A nonpartisan group of lawmakers is calling for a day-care center to be established in or near the Diet building for the benefit of politicians and government officials with kids. The day-care center should also be set up for mothers with small children who want to sit in on Diet sessions or lobby politicians, they said. Children under 10 are currently not allowed to attend Diet committee sessions.
According to a survey conducted by the group in mid-May, more than half of roughly 1,800 officials working in and around the Diet in Nagata-cho said they believe it is necessary to establish a day-care facility.
Former Posts Minister Seiko Noda, who heads the group, said there are many workers in Nagata-cho who want to manage both work and child-rearing.

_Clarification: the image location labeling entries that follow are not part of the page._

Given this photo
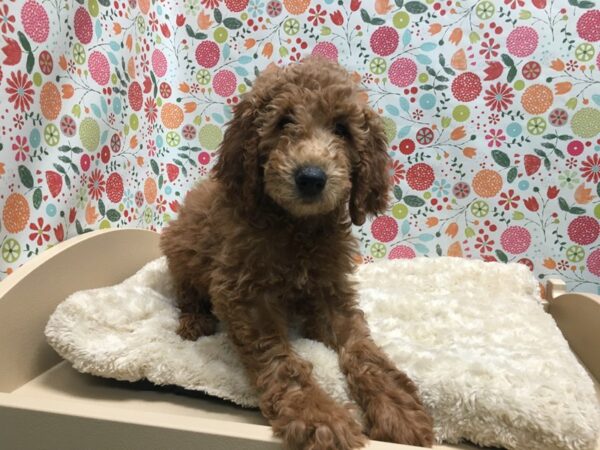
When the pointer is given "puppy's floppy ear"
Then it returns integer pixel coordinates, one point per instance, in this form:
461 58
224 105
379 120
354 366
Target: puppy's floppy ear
237 166
371 181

“I was surprised to learn that there was no nursery here when I came back from my hometown to attend the extraordinary session (in September),” said Satoru Ienishi, a House of Representatives member of the Democratic Party of Japan who became a father last July.
During the group’s first meeting earlier this week, a member of a women’s group brought up the case of a mother who wanted to attend a Diet committee with her three children.
She said that while the woman was listening to the session, a Diet guard — with a rattle in hand — had to take care of her children: a 6-year-old, 4-year-old and 7-month-old.
However, critics of the idea charge that politicians would be using taxpayers’ money solely for their own interests.
In a related move, the Education Ministry will start a day-care center in October next to its building to care for infants whose parents work in the Kasumigaseki administrative district.